Les leaders en Ultim 32/23 espéraient, hier soir, toucher les prémices de l’alizé, envoyer les gennakers et entamer les longues glissades au portant plein gaz en direction des Antilles. Malheureusement, le petit trou de souris dans lequel ils pensaient réussir à se faufiler s’est refermé devant eux. Ce samedi, comme l’ensemble des concurrents des autres classes et catégories de cette douzième Route du Rhum – Destination Guadeloupe, ils ne vont donc pas avoir d’autres choix que de réussir à s’extirper au plus vite d’une zone de molle avant de composer avec le passage d’un deuxième front froid, plus actif que le précédent. A la clé : des rafales de vent supérieures à quarante nœuds sur une mer chaotique. Pour résumer, cette journée de samedi s’annonce à la fois complexe et copieuse !
Ce qu’il faut retenir :
- En Class40, Jonas Gerkens (Volvo) a annoncé son abandon officiel. Son état de santé, sa voile J1 déchirée et son pilote automatique défaillant ont convaincu le navigateur belge de prendre cette douloureuse décision. Il fait actuellement route vers Lorient. Il reste 129 marins en course.

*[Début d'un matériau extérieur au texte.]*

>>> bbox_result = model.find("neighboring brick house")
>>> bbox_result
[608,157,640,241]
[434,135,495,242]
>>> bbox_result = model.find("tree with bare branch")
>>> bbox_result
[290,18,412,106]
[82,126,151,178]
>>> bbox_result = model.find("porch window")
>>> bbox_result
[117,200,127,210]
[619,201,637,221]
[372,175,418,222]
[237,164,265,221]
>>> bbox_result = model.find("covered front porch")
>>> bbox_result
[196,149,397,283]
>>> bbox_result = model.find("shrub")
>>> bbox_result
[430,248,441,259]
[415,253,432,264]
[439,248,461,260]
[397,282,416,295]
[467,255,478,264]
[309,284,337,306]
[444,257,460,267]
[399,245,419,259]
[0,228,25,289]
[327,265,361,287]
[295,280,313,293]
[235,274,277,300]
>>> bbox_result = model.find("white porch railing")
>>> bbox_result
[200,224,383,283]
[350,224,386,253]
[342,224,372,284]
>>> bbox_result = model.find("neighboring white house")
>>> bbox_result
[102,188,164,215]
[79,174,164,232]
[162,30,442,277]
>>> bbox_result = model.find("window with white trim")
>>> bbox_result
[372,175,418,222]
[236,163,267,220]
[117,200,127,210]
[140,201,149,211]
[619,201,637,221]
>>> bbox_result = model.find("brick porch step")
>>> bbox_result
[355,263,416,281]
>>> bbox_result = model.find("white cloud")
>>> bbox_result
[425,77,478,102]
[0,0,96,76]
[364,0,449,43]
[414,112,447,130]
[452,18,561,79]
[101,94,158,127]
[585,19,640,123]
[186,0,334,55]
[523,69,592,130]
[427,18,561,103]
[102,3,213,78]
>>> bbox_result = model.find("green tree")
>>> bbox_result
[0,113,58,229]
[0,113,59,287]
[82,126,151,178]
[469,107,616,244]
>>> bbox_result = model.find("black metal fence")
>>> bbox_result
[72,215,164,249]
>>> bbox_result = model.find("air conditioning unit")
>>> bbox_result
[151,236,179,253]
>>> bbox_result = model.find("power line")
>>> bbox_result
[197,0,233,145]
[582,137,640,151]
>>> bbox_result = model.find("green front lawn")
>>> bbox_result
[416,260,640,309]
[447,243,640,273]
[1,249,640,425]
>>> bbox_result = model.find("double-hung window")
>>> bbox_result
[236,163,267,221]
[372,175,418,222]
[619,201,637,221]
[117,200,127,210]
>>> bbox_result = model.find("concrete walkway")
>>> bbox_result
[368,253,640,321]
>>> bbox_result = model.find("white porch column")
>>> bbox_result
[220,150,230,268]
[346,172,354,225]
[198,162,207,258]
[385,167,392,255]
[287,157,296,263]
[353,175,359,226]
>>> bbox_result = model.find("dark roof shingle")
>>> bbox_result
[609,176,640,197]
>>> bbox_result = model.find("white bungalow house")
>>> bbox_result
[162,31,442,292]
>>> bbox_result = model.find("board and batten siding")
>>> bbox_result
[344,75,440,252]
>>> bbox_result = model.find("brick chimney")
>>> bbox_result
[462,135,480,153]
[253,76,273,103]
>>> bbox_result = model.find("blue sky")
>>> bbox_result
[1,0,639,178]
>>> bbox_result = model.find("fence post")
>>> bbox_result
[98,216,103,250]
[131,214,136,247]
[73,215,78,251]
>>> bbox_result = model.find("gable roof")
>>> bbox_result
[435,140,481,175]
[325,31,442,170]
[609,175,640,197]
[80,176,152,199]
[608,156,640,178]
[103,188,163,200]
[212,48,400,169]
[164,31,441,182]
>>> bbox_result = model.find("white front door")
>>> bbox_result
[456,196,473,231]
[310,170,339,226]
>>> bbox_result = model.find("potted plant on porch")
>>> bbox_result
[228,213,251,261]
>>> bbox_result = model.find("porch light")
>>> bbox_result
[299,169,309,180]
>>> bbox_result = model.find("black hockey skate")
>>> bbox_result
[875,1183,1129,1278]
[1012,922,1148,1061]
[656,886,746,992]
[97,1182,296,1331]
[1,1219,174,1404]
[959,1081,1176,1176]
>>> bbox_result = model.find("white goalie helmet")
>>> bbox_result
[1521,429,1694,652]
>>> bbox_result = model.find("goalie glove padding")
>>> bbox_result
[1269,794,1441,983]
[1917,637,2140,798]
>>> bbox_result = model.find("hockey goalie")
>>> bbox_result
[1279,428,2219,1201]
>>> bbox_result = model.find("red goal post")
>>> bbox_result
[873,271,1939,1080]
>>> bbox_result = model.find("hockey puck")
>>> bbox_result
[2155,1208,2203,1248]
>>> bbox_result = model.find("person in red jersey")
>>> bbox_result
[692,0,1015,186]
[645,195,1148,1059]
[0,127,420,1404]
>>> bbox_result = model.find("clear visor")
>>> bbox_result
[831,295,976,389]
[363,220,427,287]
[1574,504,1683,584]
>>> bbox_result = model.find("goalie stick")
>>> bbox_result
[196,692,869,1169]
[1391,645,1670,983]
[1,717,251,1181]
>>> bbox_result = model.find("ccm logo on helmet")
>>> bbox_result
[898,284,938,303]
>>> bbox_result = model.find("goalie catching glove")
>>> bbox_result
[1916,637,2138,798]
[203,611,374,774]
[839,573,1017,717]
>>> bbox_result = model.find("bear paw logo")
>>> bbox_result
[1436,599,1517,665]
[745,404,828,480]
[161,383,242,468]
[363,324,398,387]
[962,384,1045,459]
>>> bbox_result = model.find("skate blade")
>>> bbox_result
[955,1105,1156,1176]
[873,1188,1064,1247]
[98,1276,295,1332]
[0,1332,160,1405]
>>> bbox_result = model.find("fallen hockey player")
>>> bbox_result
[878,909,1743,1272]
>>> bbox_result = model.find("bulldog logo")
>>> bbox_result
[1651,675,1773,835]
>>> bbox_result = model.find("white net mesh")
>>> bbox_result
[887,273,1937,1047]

- Confronté à des problèmes techniques, Emmanuel Hammez, le skipper du Class40 Viranga, se déroute vers un port qui n’a pas encore été déterminé.
- Philippe Poupon (FLO), concurrent de la catégorie des Rhum Multi, est en approche de La Corogne où il va effectuer un arrêt technique afin de tenter de régler un problème de trinquette d’étai.
- Revenu à Lorient jeudi soir pour réparer sa dérive cassée, le skipper du Maxi Banque Populaire XI, Armel Le Cléac’h, doit reprendre la course ce samedi 12 novembre, sans ambitions sportives, mais avec la motivation de finir l’histoire.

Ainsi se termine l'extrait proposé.